FIN QUI L’UNIONE EUROPEA È STATA DI FATTO GOVERNATA DAL PPE, A TRATTI D’ACCORDO CON IL PSE: SE VOGLIAMO UN SUO GOVERNO PIÙ DETERMINATO, AL TEMPO STESSO, IN DIREZIONE DELL’EUROPA FEDERALE E DI UNA MAGGIORE PARTECIPAZIONE DEMOCRATICA, LA SCELTA MIGLIORE È QUELLA PER L’ALDE DI GUY VERHOFSTADT (IN ITALIA, “SCELTA EUROPEA”)

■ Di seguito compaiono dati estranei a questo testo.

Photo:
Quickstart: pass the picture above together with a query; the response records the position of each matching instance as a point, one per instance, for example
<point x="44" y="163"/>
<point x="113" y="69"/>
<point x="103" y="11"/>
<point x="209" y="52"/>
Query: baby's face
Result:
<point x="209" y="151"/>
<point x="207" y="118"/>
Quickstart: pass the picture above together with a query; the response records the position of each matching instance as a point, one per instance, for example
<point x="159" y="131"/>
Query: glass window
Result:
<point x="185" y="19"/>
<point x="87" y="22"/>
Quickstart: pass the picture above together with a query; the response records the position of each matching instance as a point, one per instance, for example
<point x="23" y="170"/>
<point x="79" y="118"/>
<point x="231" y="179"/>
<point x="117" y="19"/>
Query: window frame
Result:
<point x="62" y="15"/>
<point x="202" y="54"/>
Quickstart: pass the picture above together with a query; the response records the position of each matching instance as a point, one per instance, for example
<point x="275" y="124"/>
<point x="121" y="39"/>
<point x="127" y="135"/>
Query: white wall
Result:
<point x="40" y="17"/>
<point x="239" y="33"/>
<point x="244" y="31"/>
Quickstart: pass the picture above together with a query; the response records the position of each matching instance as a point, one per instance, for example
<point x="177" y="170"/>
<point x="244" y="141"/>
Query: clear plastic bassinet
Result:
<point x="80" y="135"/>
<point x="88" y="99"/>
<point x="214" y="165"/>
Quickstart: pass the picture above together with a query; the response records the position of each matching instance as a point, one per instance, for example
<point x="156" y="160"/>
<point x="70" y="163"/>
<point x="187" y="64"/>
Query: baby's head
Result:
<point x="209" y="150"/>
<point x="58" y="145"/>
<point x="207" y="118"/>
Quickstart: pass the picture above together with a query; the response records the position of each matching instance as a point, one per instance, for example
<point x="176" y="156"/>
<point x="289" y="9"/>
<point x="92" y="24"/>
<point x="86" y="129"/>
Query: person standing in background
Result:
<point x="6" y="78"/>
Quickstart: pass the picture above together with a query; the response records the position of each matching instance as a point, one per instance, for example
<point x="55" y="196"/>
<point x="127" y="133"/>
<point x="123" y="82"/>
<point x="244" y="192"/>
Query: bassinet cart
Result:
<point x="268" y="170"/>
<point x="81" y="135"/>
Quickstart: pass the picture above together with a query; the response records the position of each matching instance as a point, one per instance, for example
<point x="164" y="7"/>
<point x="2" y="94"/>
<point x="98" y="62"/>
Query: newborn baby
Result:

Intervento dello studioso di storia politica Livio Ghersi sul web, 13 maggio 2014
Quando i cittadini degli Stati membri dell’Unione Europea pensano alla propria condizione di europei è probabile che prevalga in loro uno stato d’animo improntato non all’orgoglio, non alla speranza di un futuro migliore, ma alla malinconia. Molti Stati europei vantano un grande passato, di cui restano significative testimonianze nella letteratura, nelle arti figurative, nella musica. È però diffusa la consapevolezza che nessuno Stato potrà conoscere ancora i fasti di altre epoche storiche, quando le Nazioni europee, alternandosi fra loro, dominavano il mondo e traevano forza, ricchezze e materie prime da estesi imperi coloniali. L’Europa da tempo non è più il centro del mondo; il suo declino era già di tutta evidenza nel 1919, quando si cominciarono a fare i bilanci delle devastazioni provocate dalla prima guerra mondiale. In fondo, però, sono gli stessi europei che, in nome dei propri ideali, hanno dismesso qualsiasi ambizione di primazia politica e militare: chi si riconosce in ideali di libertà, di democrazia, di giustizia, non sogna più imperi né colonie, ma vuole semplicemente che tutti i popoli della Terra abbiano pari opportunità di competere e di affermarsi nell’economia globale.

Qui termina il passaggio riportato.